I will say this though, if you have someone, or in my case some three people, to bare your soul to and who understand how you operate, it makes this whole thing bearable. (Bear, bare, beeeeeer Ha!) I will write an entire blog dedicated to these three people and they will never even read it, but I want it out there.
I digress, as per usual.
What is this limbo? People are saying that this is common among post-graduates who enter the work force. I have discussed this at length they say, it is normal and okay to feel lost and confused. They say I will find my way out and I honestly believe I will. The process is just very painful for an emotionally charged person like myself and it is making it hard for me to communicate with others.
It is so easy for me to get lost in other things.
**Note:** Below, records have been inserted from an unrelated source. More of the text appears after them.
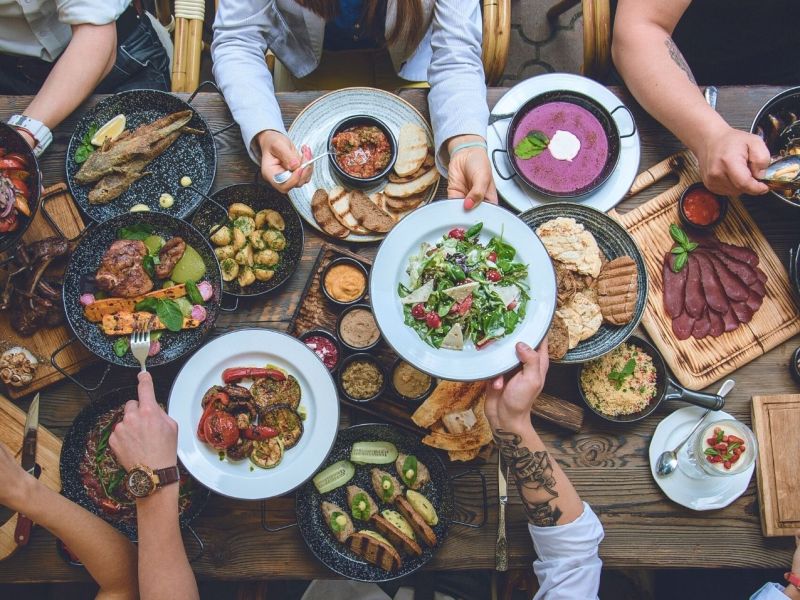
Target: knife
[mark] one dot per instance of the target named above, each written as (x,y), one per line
(501,550)
(22,533)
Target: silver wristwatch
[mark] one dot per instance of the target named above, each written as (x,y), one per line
(38,130)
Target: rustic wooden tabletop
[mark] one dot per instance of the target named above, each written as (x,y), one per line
(608,464)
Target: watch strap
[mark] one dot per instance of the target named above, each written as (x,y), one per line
(167,476)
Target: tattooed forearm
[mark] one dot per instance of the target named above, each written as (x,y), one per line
(676,56)
(533,473)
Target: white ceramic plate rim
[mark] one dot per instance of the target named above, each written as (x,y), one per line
(697,494)
(520,196)
(323,176)
(429,224)
(256,348)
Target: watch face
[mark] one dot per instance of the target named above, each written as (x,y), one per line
(139,483)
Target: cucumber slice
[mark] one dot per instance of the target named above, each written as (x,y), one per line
(334,476)
(376,453)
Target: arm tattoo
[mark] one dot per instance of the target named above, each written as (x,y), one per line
(677,57)
(533,473)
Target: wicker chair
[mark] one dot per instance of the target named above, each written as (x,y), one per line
(189,18)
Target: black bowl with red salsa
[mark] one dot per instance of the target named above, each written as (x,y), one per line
(365,150)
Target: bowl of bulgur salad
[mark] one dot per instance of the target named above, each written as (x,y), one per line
(629,383)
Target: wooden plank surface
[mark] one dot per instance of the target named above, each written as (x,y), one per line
(48,450)
(699,363)
(45,341)
(607,463)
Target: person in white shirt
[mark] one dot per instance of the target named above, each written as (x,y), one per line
(62,51)
(566,533)
(443,48)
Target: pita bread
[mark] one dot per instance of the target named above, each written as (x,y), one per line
(412,149)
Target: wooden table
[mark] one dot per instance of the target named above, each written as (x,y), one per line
(607,464)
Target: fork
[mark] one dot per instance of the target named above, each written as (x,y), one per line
(140,344)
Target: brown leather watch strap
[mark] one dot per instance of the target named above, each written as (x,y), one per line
(167,476)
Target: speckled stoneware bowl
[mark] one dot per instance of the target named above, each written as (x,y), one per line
(192,155)
(614,242)
(318,537)
(258,197)
(11,141)
(85,261)
(75,445)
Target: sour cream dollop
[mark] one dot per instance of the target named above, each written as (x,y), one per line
(564,145)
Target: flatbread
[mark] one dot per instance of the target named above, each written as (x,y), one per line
(324,216)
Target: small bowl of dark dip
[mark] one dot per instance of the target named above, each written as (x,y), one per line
(363,151)
(361,378)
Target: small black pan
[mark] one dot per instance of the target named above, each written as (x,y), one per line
(666,389)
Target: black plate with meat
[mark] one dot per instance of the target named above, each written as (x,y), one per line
(83,266)
(258,197)
(192,154)
(316,533)
(81,483)
(12,142)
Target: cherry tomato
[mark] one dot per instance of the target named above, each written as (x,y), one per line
(221,430)
(433,320)
(418,311)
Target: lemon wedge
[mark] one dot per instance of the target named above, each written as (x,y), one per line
(109,131)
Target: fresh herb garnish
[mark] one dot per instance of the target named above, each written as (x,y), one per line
(531,145)
(85,148)
(619,377)
(682,248)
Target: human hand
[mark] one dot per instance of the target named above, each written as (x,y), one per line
(731,161)
(146,435)
(279,154)
(469,173)
(509,402)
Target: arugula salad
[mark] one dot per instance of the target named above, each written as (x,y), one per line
(463,290)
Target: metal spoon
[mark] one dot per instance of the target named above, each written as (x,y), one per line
(284,176)
(668,460)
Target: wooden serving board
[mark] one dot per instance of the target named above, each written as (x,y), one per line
(776,421)
(314,312)
(699,363)
(45,341)
(48,454)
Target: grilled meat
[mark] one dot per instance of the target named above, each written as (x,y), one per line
(121,273)
(169,255)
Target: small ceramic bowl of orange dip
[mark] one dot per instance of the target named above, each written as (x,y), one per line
(344,281)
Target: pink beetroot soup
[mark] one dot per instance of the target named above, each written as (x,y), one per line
(563,176)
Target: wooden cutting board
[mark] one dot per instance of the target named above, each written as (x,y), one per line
(699,363)
(45,341)
(776,421)
(48,454)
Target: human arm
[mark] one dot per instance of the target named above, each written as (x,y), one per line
(457,100)
(240,68)
(147,436)
(657,74)
(108,555)
(566,533)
I cannot allow myself to fade into nothing, into an ordinary human being. There are people with passions and there are passionate people. I am the latter. I don’t mean to toot my own horn, but I have met so few passionate people in my life. We are a small breed cut from this cloth (Borderline crazy) and that makes it all the more special when you meet a kindred spirit.
My choice to combat my confusion, clear my head, rid myself of unnecessary information, and focus on getting my life together…drumroll…disconnect from facebook, twitter, and texting. I have thought long and hard about this. I have asked myself what do I really need right.this.moment. There were actually multiply things that I needed, but clarity, space, and my genuine relationships ended up being the reasoning behind this decision. Whenever someone text me, I am going to just call them with my response. If they don’t answer my phone call, they don’t get an answer from me. Eliminating all the distractions from my life and focusing on what I really want, what I really need to do is what I really need to do, what I really want to do.
Au revoir social media and text based messaging! I love you. Our day will come again just not in the present.